Look at how Facebook apps work. They access the in-world data and add out-of-world data to create value. SL objects and environments can do that as well.

Advertising

Compare Second Life to MySpace. Both are “user-generated-content”, with some corporate content included. Compare Second Life to FaceBook. Both are social networks with third-party applications included. Compare Second Life to Livejournal. Both are hosting companies for records of people’s activities. And all monetize this through advertising.
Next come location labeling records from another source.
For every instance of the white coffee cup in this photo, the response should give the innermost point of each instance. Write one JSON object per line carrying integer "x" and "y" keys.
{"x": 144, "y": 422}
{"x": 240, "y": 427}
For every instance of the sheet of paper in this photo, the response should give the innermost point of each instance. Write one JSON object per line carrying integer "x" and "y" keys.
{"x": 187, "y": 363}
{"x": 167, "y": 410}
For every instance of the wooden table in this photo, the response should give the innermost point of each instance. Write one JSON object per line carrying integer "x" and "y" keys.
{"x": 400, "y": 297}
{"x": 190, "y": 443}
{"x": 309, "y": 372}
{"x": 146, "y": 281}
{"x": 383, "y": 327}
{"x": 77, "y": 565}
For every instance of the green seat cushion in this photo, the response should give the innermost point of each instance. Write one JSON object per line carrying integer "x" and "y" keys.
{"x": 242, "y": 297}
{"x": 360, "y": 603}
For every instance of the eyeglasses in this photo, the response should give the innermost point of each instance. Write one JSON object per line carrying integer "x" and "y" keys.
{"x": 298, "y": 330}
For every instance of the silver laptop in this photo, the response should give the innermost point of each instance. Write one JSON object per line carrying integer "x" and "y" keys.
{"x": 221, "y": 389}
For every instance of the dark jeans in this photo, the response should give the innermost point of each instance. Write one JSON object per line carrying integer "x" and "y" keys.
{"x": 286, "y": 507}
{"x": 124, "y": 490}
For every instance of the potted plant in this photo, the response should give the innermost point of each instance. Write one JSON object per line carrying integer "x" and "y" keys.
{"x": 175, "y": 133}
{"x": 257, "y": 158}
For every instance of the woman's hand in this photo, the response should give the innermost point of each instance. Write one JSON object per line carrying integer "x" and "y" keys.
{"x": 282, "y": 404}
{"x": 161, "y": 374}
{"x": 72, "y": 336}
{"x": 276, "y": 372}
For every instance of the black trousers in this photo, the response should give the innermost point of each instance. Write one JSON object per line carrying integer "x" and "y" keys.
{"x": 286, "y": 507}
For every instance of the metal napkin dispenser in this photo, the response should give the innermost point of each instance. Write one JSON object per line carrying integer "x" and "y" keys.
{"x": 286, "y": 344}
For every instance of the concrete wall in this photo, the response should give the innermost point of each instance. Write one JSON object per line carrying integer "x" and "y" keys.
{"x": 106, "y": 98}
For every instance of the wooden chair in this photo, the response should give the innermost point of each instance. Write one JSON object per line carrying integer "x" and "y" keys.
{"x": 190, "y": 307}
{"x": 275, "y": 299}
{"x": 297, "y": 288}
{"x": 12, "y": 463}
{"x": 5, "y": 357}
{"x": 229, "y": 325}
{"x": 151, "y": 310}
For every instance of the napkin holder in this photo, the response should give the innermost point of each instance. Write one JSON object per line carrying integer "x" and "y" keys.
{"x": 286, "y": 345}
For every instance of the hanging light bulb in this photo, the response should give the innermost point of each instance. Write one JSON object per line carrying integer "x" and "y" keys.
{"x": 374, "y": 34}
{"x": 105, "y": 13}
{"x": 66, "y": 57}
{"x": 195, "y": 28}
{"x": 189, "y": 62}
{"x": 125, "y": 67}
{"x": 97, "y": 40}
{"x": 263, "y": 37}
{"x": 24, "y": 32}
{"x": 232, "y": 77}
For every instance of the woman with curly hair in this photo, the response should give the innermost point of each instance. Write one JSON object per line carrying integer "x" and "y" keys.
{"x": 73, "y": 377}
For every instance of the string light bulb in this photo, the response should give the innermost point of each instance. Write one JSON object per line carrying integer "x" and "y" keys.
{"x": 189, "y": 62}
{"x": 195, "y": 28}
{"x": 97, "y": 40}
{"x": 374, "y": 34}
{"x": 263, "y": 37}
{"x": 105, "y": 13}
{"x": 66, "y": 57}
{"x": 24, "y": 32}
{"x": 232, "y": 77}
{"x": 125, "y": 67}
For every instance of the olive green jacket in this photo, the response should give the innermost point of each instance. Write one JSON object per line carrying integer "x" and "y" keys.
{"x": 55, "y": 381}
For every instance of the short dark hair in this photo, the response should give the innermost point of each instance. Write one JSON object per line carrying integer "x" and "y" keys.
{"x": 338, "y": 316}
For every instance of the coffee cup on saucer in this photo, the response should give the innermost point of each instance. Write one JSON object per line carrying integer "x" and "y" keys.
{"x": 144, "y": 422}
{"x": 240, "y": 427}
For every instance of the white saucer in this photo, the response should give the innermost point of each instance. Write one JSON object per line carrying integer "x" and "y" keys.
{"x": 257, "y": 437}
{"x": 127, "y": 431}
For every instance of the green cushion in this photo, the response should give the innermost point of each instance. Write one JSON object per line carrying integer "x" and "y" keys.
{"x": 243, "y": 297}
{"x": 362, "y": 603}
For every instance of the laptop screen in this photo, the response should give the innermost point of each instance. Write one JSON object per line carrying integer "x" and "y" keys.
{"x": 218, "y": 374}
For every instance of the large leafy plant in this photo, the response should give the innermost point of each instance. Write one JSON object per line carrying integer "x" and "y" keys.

I’m not suggesting advertising blimps over Luskwood, or Goreans getting tattoos from sponsors, but there’s much that can be done to improve both the concept of what advertising is and how to make money from it in SL.

Generative Content

If a single work is easy to copy, ten thousand are not only difficult to copy but more difficult to find exactly the right one in. Create large volumes of content generatively and charge for providing the right one (see also Bespoke Services and Servicising Content).

Bespoke Services

Bespoke production and customization are as valuable in in software and music as it is in SL. People aren’t going to stop paying for the right modified objects, skins, and environments just because they can get the wrong ones for free.

Brands and Exclusivity

Work to establish your products and services as an exclusive brand, learning from the fashion world that counterfeit copies are reputational network effects for your originals.

Business As Usual

Bespoke builders are making money in SL. What is preventing them making more money is the lack of clear objectives, metrics, and in-world value narratives for their clients. Another generic corporate information centre isn’t worth anything to avatar or executive. But building (which includes modelling, texturing, scripting and populating) for individuals, groups (in-or-out-of-world), institutions and corporations is SL’s goldmine if people can just get it right. It isn’t texture copying that is stopping this.

Gatekeepers and Intermediaries

Provide the SL equivalent of reports or collections, whatever that might be. Embody and sell trends (see Servicising Content).

But I Just Want To Get Rich Writing Code And Texturing Prims!

I have explained precisely how to do that. All of the above need code, models and textures. You just need to do the work of selling them as something people actually want to buy.

Second Life And OpenSim

Once you start treating people like thieves they treat punishment for theft as a cost to be borne not a disincentive to be avoided. Second Life is, like the blogging and social networking sites, a user generated social environment that commercial and corporate activity can learn to monetize part of at various levels of indirection. *If* they don’t destroy the neighborhood. The user-generated aspect of Second Life, however inept it may lead to vast swathes of the world appearing, is its purpose and its value, not an inconvenience and an impediment to monetization.

Far from those who support in-world freedom fleeing to OpenSim, I think that corporate users will start using OpenSim to make their own walled gardens that they can add value to and charge for, much as Linden Lab charge for access to the UGC value of Second Life. This will raise its own problems for freedom, but that is another story.